In my young life abandonment meant if I wasn’t the picture of perfection I wasn’t loved. In my mid-life my parents exude the same standard. For I’ve been shown that if I mess up, or am less than righteous, love simply leaves. It is gone, sometimes forever. That is why sharing this with you all is so hard for me. For I am flawed, and so blessed to have you all hugging me and praying for me in a church that is anointed and blessed, yet if you know my darkness will you still offer me light? This hasn’t been my history so it is hard to grasp that it could be my future.
And I do know that my bullet point of my greatest accomplishments mean nothing, yet I needed to state them for fear of loss. Of love, fellowship, and YOU. Each and everyone of you who meet my eyes on a weekly basis and pray with me when I leave the service to grab a tissue because I miss my oldest boy. I love each and everyone of you. And I pray you still love me, even though I’m flawed, gravitated toward forgetting, and a broken child of God.
My shame in the perils of escape through drugs and alcohol have defined me for many years. Success that many will never see has also defined me for many years. And the God in my soul says NO! None of it matters, success or failure He accepts me and hugs me like the father I long for.
Jesus is the King and through it is well. Simply put… it is well with my soul.

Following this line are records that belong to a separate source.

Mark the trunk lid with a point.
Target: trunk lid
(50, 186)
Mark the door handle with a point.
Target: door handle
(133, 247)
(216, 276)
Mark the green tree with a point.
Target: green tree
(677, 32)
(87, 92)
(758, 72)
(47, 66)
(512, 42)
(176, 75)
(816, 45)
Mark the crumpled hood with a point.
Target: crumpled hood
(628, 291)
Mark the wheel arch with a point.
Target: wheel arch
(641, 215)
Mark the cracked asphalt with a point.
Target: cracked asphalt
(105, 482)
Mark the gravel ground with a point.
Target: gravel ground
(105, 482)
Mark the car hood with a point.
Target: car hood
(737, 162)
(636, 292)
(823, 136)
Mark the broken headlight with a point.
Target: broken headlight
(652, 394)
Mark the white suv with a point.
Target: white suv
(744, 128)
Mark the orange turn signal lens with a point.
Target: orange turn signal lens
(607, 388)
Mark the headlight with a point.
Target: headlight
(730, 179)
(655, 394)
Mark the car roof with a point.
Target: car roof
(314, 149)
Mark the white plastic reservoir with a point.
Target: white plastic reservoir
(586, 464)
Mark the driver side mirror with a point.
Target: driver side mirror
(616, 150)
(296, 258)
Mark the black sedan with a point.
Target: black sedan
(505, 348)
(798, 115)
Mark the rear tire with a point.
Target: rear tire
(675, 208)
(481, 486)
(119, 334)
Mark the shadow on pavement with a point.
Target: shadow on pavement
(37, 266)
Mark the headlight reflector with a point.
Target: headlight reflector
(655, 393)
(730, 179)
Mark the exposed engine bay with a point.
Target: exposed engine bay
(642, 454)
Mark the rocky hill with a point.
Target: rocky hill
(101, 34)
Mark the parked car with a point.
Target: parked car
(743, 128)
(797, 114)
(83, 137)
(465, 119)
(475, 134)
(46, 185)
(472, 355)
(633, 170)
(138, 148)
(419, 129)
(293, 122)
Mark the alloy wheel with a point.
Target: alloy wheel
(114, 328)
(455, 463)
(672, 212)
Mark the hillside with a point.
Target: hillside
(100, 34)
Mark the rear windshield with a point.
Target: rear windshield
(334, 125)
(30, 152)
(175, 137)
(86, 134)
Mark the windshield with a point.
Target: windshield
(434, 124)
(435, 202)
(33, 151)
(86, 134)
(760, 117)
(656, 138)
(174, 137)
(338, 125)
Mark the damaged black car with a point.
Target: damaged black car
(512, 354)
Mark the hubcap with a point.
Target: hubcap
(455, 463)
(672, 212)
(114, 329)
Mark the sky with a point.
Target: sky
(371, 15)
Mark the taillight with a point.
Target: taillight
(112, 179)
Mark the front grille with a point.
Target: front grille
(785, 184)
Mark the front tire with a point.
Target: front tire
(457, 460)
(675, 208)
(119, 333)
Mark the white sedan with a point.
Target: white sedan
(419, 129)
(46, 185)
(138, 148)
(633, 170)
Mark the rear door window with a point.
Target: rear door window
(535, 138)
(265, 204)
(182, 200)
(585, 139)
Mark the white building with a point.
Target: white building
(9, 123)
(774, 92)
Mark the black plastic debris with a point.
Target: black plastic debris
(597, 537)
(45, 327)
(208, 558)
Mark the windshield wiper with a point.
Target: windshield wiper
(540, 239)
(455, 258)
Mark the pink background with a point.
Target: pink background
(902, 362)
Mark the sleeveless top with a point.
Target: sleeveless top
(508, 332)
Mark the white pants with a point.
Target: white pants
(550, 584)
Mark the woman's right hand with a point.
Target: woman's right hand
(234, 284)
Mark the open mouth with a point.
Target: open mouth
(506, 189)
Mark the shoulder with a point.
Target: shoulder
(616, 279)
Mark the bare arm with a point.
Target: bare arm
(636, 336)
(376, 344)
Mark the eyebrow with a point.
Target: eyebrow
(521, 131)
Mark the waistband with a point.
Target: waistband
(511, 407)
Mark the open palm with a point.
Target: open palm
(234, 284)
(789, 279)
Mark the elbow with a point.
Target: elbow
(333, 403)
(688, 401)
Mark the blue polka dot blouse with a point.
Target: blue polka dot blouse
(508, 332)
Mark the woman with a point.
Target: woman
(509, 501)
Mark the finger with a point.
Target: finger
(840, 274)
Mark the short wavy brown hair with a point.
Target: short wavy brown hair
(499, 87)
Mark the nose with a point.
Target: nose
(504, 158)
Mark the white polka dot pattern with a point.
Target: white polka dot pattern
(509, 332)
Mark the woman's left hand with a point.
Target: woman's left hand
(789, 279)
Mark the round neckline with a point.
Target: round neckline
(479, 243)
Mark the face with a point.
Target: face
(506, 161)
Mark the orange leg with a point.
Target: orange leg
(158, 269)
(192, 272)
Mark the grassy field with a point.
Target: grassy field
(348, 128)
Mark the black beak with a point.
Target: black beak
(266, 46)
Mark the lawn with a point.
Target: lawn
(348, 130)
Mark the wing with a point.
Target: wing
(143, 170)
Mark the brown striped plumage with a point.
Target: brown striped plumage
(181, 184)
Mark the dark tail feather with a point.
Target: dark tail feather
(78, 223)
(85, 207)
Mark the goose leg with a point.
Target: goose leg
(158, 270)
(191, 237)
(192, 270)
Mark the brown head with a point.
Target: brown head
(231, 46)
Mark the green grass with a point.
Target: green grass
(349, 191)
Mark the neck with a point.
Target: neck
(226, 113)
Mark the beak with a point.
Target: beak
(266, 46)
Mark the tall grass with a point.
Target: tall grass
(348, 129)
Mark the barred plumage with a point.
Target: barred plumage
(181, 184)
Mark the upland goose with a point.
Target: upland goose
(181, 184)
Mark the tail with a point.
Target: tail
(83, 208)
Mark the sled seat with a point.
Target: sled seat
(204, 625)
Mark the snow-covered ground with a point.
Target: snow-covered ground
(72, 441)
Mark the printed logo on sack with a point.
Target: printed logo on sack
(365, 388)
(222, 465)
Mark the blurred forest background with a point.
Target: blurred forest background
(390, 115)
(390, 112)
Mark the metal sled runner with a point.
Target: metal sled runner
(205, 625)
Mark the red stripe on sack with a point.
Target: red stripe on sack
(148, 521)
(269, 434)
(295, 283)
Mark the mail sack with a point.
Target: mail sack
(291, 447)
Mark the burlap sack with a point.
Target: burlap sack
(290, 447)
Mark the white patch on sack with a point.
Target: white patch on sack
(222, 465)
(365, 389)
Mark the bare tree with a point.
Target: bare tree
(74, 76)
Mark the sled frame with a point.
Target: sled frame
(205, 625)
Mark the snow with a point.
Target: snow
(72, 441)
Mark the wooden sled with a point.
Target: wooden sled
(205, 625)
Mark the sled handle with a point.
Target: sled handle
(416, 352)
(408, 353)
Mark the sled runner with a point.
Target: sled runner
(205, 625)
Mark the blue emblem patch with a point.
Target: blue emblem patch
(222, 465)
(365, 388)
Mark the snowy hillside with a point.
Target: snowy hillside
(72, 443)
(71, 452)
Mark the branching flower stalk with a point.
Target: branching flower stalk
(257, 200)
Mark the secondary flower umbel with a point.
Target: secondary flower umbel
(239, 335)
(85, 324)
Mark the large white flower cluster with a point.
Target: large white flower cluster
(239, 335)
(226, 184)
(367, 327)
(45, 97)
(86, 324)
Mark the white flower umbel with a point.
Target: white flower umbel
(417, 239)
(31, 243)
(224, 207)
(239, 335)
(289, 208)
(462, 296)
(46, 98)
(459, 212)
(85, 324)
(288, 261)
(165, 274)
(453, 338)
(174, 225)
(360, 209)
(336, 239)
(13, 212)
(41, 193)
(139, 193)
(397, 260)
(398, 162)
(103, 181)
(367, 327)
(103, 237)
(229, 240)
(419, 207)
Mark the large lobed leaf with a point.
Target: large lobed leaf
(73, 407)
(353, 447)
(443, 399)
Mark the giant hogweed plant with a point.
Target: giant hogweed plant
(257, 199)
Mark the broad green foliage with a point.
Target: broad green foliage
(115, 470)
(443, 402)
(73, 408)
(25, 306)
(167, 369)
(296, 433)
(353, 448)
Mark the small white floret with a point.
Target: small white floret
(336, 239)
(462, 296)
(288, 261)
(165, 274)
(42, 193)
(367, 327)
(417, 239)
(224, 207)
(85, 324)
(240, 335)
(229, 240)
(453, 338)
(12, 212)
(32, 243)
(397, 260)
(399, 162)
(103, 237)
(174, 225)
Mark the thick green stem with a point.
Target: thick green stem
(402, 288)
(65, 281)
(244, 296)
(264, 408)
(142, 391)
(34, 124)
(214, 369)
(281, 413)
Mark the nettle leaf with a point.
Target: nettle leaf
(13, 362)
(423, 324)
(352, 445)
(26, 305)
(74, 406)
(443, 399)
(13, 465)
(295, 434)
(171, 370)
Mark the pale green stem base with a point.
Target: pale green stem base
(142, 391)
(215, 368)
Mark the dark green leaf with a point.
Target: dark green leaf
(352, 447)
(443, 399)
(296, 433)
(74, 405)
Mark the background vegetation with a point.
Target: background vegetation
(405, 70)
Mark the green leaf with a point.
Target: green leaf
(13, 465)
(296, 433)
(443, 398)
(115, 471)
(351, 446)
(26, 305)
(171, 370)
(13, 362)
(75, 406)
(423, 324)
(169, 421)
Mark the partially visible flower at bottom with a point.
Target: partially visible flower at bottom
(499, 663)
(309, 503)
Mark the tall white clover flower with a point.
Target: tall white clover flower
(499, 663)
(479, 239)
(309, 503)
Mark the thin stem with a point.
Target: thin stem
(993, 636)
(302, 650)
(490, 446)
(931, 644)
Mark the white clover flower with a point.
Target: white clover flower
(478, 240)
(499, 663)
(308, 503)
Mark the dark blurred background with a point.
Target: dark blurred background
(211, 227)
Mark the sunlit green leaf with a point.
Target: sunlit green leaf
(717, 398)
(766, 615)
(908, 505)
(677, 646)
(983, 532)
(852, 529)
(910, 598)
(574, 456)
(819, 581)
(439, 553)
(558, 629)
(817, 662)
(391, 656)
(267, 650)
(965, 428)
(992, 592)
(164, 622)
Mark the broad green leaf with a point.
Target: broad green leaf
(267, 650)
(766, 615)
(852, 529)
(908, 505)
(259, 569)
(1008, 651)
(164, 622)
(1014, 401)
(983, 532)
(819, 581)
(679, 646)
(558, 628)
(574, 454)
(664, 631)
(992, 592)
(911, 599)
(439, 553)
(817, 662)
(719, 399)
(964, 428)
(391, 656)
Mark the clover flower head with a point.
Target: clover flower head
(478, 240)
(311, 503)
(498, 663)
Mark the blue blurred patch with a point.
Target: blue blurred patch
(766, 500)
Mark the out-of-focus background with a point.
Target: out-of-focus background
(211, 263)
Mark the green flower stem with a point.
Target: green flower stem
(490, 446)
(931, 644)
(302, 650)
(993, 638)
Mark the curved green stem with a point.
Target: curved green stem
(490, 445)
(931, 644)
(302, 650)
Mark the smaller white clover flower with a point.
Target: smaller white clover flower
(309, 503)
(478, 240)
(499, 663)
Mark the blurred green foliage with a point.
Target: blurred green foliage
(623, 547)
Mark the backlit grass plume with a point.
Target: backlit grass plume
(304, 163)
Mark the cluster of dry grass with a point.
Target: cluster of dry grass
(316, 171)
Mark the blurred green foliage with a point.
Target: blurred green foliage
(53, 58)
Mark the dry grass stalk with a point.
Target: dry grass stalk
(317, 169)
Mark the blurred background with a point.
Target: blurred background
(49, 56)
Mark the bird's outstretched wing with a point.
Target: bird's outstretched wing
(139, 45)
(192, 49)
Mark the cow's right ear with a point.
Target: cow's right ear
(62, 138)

Friends, I will NEVER be perfect, but I will forever need love. In my life my idea of my perfections have been rewarded with love, and mistakes that are punished with the very worst form of torture; isolation. And sadly, as this was done to me by my parents as a child and still as an adult, it was what I gave myself in 2014.
If I’m writing books or in rehab, I’m flawed, ugly with shame and still have the ability to fall. So many thanks to you to my new family at Journey Church. I even obtained the mentor I have been praying for through her testimony one Sunday at church, of her struggle of parental abandonment and addiction. Since then we meet regularly, she keeps me accountable and Alan and I are attending our first life group with her on Thursday…
That is community!! The essence of where two or more is gathered greatness is imminent. Isolation provokes death for your soul and body, yet communion invites prosperity and more joy than we can conjure up in our minds.
The chasm of greatness brings me to the soaring cliff of stamina where we all have the ability to jump to the other side of healing. That we are forever free, falling into the hands of grace and eternal forgiveness.